Coq au vin. It’s one of the most famous chicken recipes in history. Simple and delicious, it’s commended by veteran chefs and home cooks alike. Legend states that this classic Gallic dish was first prepared by Julius Caesar’s resourceful chef, who had to conjure up something tasty after he was handed a dubious gift of poultry from the conquered Gauls. Another fable claims an innkeeper created it in a desperate attempt to impress Napoleon.
In truth, its conception is more prosaic – stewing in wine is a practical way of tenderising the meat of old roosters that poor rural families couldn’t afford to discard. Over time, coq au vin, in its various regional forms, has dropped the tough rooster and become a recipe for chicken.
A peasant’s staple and a comfort food dish in France for hundreds if not thousands of years, this rustic recipe as we know it wasn’t actually published until the early 20th century. The American cook and Francophile Julia Child then made it one of her signature dishes, lauding its virtues in her books and on her widely-watched TV shows.
The accolades just keep on coming: Raymond Blanc and Gordon Ramsay make it and Michelin starred restaurants are proud to serve it. Your mother undoubtedly cooked it for guests at least once, though it’s somewhat debatable that it would adorn dinner party tables with quite such regularity if it were known by its literal translation – rooster in wine, anyone?

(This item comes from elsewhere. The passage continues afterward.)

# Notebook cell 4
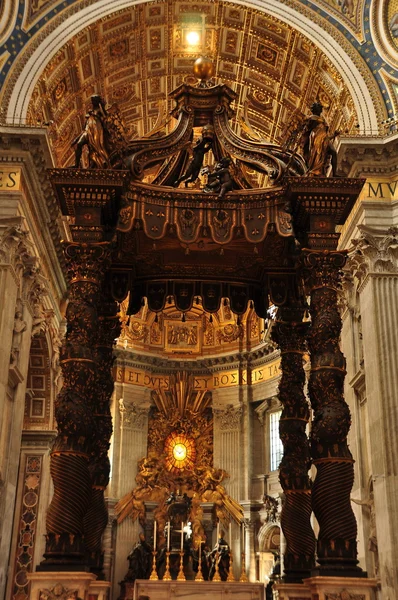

If you’re looking for one recipe for chicken in your repertoire that will not let you down then Coq au vin is it. It’s essentially braised chicken cooked in red wine (usually Burgundy) with mushrooms, lardons, onions and garlic. It’s seasoned with a bouquet garni, salt and pepper.
If you want to be authentic, use a cock bird and allow some of the blood to enrich the sauce, turning it from a garnet hue to almost black. Or adapt the dish to suit you: swap the red wine for white wine or cider; upgrade the mushrooms to morels or add more veg.